I thought the prettiest thing about this teacup was its wide brim which dramatically tapered down to a petite, dainty 'waist'. Oh, how grown-up I felt drinking from it!
Today, I suddenly wanted to know where and why Granny got it ... so I phoned her. To my utter surprise, she remembered every single detail! Apparently, like many little girls back then, I was very fond of playing masak-masak (pretend cooking). So one day, while she was out, she chanced upon this teacup set at a shop along North Bridge Road and bought it for my masak-masak! She's in her 80s and she still remembers :)
Anyhow, I used to have my afternoon tea served on this set - usually a hot beverage with bread or a slice of sugee cake or traditional Asian cookies.
These Almond Cookies taste very similar to the ones I ate as a child. In those days, lard was commonly used in many baked goods, presumably a cheaper source of fat than butter. Whatever the case, lard made these cookies very crispy and sandy-crumbed, with a distinct aroma and flavour. Can't imagine? Just think of what bacon does for a dish and you'll get the idea.
These days though, lard is seldom used, but you can still re-live the taste of these cookies by using ghee (clarified butter).
I made a lot of cookies for they finish up too quickly. The sweet-salty-crispy-nutty combination is simply addictive, I kid you not. What's more, there is no need for a mixer! Yes, everything goes into a large bowl and a few stirs later, you are ready to bake. It's that easy.
But wait, there is one thing that always puzzled me about this teacup set ...
If that is your signature on the teacup, pray tell ...

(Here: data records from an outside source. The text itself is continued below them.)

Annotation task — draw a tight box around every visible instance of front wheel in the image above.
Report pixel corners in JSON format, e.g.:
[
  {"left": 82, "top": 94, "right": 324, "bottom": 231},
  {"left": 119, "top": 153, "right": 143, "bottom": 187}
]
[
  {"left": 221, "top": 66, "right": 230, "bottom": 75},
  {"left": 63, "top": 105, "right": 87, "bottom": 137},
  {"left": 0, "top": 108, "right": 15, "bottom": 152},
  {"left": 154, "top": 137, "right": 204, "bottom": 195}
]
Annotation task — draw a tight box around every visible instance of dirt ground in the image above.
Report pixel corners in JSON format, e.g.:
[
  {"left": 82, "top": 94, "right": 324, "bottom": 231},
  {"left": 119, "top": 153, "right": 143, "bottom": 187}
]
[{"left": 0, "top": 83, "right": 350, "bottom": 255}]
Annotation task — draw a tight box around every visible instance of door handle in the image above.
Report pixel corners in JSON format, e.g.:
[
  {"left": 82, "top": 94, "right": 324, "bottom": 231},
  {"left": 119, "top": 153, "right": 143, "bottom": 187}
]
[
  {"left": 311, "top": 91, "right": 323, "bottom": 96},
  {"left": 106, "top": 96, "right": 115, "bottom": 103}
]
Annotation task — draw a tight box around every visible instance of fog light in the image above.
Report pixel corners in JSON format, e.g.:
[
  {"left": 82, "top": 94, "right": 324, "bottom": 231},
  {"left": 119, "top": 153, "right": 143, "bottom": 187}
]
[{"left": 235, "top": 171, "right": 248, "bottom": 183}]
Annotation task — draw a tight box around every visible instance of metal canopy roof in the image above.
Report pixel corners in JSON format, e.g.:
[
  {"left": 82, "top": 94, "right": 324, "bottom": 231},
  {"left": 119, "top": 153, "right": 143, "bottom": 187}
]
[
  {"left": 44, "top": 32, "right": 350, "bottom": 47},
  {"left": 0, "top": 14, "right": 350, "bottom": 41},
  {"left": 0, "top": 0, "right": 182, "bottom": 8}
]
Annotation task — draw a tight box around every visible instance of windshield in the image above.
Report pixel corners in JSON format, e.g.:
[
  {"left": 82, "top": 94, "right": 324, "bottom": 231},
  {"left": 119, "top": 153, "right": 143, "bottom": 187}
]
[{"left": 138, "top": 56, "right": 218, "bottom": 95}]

... why are there these random smudges of paint on the saucer? They were there since Day 1 and I often wondered why. My favourite childhood conspiracy theory was that the artist used the saucer as a palette and couldn't get the paint off after he was done with the cup! You think? ;)
(adapted from here)
- 100g ghee
- 120g caster sugar
- 1 egg yolk
- 1/2 tsp vanilla essence
- 70g ground almonds (today, I mixed 35g finely chopped almond chunks + 35g ground almonds)
- 150g plain flour
- 1/4 tsp baking soda
- 1/4 tsp salt (do NOT omit this ... without salt, your cookies will taste flat)
- Egg glaze: egg yolk
1. Mix first 4 ingredients, then add almonds and mix.
2. Sift flour, baking soda and salt. Mix and add to above. Mix to form a dough.
3. Scoop dough, shape it with your hands and arrange on lined tray. I used a 1/2-tsp spoon to measure out the dough for even-sized cookies. They expand slightly when baked, so I find that using the 1/2-tsp yields a nice bite-sized cookie. Brush with yolk glaze.
4. Bake in preheated 180 degree celcius oven for 12 to 14 minutes till yolk glaze on cookies look golden yellow and bottoms of cookies are light golden brown. Do not underbake. You do not want a soft centre for these cookies. They are supposed to be nicely crisp and sandy-crumbed throughout.
5. Allow cookies to cool completely on a rack and store in container.